Roasted Nacho Chickpeas
These are amazing on salads instead of croutons! Also, they are super snackable and great for people with diabetes. It's best to use a runny tahini like Shirley Bar Living Raw Ethiopian Tahini, which is my fave. Also, my favorite nutritional yeast flakes are Sari brand because they are not fortified. [oil-free, gluten-free, vegan]
- 3-4 cups cooked and chilled chickpeas I like to use home-cooked that were made in the Instant Pot best!
- 1 T tahini a good runny one like Shirley Bar Living, which is my fave!
- 1/2 t cumin powder
- 1 t chili powder
- 1/2 t garlic powder
- 1/2 t oregano Mexican is best, but use what you have
- 1/2 t salt
- 1/4 t smoked paprika
- 2 T nutritional yeast flakes my favorite brand is Sari Foods!
- Preheat oven to 375-400 degrees.
- NOTE: It is best to start the heat higher and lower the oven temperature as they begin to roast if they are getting too brown.

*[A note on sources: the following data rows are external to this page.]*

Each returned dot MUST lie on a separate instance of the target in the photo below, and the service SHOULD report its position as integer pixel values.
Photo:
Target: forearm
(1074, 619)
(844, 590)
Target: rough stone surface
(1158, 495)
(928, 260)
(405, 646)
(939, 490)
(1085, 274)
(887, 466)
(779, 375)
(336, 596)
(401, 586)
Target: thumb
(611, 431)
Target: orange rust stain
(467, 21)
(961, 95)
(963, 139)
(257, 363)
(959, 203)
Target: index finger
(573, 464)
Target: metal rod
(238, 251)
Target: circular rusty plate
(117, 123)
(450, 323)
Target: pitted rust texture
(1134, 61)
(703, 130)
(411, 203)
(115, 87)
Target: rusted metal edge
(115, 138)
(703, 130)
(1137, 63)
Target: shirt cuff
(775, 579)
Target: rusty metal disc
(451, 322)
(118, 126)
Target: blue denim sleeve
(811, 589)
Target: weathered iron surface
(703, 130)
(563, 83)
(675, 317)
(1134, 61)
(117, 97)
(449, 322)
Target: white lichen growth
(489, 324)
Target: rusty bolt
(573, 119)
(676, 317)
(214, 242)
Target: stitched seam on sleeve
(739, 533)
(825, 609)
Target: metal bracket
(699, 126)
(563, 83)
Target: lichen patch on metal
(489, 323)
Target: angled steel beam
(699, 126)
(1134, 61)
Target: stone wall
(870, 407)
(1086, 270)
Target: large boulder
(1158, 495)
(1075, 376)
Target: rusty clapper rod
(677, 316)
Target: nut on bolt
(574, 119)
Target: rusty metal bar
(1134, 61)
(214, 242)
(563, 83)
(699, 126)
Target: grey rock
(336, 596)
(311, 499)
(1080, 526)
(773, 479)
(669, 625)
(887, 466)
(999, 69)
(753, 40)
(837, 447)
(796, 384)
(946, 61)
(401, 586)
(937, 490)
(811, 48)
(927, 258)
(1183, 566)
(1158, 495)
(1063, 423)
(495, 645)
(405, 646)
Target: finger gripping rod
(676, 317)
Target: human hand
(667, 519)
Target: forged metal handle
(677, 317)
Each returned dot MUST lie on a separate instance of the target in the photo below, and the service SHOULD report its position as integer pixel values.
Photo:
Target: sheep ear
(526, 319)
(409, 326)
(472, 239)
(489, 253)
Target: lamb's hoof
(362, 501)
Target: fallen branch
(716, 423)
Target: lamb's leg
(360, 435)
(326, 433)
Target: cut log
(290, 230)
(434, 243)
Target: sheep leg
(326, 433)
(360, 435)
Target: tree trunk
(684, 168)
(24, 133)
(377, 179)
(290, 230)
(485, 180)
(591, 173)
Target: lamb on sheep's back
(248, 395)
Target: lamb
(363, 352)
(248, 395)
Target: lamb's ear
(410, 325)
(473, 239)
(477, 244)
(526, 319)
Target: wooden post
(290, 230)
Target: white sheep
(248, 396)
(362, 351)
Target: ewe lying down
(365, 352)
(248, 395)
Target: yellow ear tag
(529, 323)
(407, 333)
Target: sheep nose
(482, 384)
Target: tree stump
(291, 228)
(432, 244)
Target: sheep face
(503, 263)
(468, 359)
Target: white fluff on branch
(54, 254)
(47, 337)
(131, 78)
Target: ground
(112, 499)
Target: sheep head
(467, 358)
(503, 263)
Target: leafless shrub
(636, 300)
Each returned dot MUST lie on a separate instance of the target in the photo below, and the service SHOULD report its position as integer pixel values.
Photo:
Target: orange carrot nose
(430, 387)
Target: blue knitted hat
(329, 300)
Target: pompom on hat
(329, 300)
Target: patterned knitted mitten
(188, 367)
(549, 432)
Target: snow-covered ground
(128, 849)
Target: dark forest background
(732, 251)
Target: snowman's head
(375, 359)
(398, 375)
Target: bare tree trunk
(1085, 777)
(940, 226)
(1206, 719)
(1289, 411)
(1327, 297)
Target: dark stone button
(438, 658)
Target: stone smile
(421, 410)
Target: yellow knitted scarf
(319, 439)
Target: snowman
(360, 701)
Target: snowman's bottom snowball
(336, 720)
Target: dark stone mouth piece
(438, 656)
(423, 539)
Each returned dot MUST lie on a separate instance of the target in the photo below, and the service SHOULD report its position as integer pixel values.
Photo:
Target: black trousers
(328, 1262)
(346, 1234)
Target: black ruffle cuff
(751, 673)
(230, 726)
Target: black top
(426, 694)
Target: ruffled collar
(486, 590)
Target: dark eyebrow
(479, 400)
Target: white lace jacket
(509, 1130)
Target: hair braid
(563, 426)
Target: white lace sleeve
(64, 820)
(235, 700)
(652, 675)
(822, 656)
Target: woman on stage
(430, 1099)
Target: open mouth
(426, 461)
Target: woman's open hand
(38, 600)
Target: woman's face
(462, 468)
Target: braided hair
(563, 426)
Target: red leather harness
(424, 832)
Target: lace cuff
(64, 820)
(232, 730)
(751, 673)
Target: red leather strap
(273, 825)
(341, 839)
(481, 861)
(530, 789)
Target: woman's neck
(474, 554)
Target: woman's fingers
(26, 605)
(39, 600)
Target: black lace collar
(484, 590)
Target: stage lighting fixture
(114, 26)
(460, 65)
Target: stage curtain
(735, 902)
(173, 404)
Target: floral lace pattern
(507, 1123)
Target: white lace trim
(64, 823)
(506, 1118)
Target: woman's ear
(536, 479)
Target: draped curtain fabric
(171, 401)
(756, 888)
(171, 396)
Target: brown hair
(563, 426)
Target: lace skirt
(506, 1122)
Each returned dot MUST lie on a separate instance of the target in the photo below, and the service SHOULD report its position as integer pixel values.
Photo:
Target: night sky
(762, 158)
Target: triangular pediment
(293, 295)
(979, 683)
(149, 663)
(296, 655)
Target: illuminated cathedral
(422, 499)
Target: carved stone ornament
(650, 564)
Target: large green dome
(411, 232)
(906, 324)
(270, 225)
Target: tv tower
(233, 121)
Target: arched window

- Rinse the chickpeas off well and place them in a clean kitchen towel. Gently cover them with the towel and dry them off by patting them. They must be as dry as you can get them before seasoning and baking. If there are any skins that have fallen off, remove them.
- In a medium bowl, add the tahini. Then, add in the chickpeas and use a small silicone spatula to coat the chickpeas with the tahini. Add all of the spices together and mix them to combine well. Sprinkle the spice mixture over the chickpeas as you continue to toss them around in the bowl and cover them well. Use as much seasoning as you like.
- Gently place the chickpeas on baking trays (with sides) in a single layer. Bake for up to an hour, lowering the heat if necessary and stirring the chickpeas every 15 minutes. You have to take a chickpea out of the oven and let it cool a bit before you can tell if they are completely crispy. If they are browning too much, lower the heat a bit.